En France, toute entreprise assujettie à la TVA peut déduire la taxe supportée sur les dépenses nécessaires à son activité économique. Ce droit concerne les biens et services utilisés à des fins professionnelles, à condition que la TVA figure clairement sur les factures.

La récupération de la TVA sur les véhicules de société s’inscrit dans ce cadre général. L’entreprise doit affecter le véhicule à son activité et respecter les règles fiscales applicables à son usage. Toutes les structures ne bénéficient pas de ce droit. Les entreprises placées sous le régime de la franchise en base de la TVA ne collectent pas la taxe. Elles ne peuvent donc pas la déduire. Le statut d’assujetti constitue ainsi un prérequis. Avant d’analyser la récupération de la TVA sur un véhicule, l’entreprise doit vérifier sa situation au regard de la TVA.

TVA déductible et TVA non récupérable

La TVA déductible correspond à la taxe que l’entreprise impute sur ses déclarations périodiques. Elle vient réduire la TVA collectée auprès des clients. Lorsque le montant de TVA déductible dépasse celui de la TVA collectée, l’entreprise génère un crédit de TVA. Elle peut en demander le remboursement ou l’imputer sur les périodes suivantes.

Certaines dépenses restent toutefois exclues du droit à déduction. De nombreuses charges liées aux véhicules de tourisme entrent dans cette catégorie. La récupération de TVA sur les véhicules de société dépend donc d’une distinction précise entre les dépenses admises fiscalement et celles qui restent non récupérables, même lorsqu’elles concernent l’activité professionnelle.

Quels véhicules ouvrent droit à récupération de TVA lors de l’acquisition ?

Véhicules utilitaires et professionnels

Les véhicules utilitaires offrent le cadre le plus favorable en matière de récupération de TVA sur les véhicules de société. Les camionnettes, fourgons, camions et véhicules assimilés ouvrent en principe un droit à déduction de la TVA à 100 %, dès lors que l’entreprise les utilise pour son activité professionnelle. Les véhicules dits « société », configurés en deux places sans banquette arrière, relèvent du même régime. L’administration fiscale considère que leur conception limite l’usage privé. Cette caractéristique justifie la déduction intégrale de la TVA lors de l’achat ou de la location.

L’entreprise doit toutefois pouvoir démontrer l’usage professionnel du véhicule.
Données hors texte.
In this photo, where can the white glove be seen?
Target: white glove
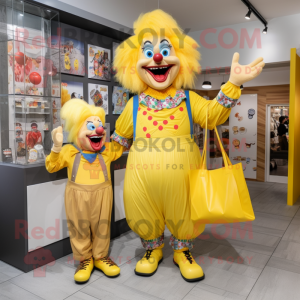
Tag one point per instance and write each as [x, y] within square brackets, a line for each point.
[241, 74]
[57, 138]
En cas d’utilisation mixte ou détournée, l’administration fiscale peut remettre en cause le droit à déduction.

Véhicules de tourisme/particuliers et exceptions

Pour les véhicules de tourisme, la règle reste restrictive. L’entreprise ne peut pas récupérer la TVA payée lors de l’acquisition ou de la location d’une voiture particulière. Cette exclusion concerne les véhicules conçus pour le transport de personnes et susceptibles d’un usage privé. Certaines activités bénéficient d’exceptions prévues par la réglementation fiscale. Les taxis, les véhicules sanitaires légers, les auto-écoles ou les entreprises de transport public peuvent récupérer la TVA sur leurs véhicules, sous réserve de respecter les conditions propres à leur activité.
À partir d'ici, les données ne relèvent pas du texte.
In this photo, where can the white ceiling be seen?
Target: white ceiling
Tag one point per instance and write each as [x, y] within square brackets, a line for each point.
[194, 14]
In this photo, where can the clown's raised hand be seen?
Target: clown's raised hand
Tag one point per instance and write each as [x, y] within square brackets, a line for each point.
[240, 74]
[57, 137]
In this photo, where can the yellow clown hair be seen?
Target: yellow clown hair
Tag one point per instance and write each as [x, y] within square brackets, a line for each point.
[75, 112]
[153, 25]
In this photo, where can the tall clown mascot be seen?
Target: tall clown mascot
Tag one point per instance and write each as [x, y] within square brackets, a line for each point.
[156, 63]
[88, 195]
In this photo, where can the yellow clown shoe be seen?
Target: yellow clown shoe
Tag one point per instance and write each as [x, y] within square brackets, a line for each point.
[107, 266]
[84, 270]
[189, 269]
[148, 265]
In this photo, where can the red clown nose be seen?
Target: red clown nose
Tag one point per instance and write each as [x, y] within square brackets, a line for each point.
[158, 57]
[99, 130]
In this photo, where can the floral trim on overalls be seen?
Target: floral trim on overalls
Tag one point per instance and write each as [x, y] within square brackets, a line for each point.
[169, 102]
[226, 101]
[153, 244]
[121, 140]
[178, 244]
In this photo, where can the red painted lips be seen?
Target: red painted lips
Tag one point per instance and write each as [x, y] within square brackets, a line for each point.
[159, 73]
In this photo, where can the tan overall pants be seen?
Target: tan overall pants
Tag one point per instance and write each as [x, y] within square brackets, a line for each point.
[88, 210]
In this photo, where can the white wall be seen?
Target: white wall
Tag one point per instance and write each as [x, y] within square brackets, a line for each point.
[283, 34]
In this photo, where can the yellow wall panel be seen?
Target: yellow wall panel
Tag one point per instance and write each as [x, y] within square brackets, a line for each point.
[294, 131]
Depuis avril 2025, une évolution administrative ouvre également un droit à déduction dans des situations ciblées. Lorsque l’entreprise met un véhicule à disposition d’un salarié contre une contrepartie clairement formalisée, la récupération de TVA sur les véhicules de société peut devenir possible, sous conditions strictes.

Véhicules d’occasion

La récupération de TVA sur un véhicule d’occasion dépend du statut du vendeur. Lorsque l’entreprise achète le véhicule auprès d’un professionnel assujetti et que la facture mentionne explicitement la TVA, elle peut exercer son droit à déduction. En revanche, un achat réalisé auprès d’un particulier n’ouvre aucun droit à récupération de TVA.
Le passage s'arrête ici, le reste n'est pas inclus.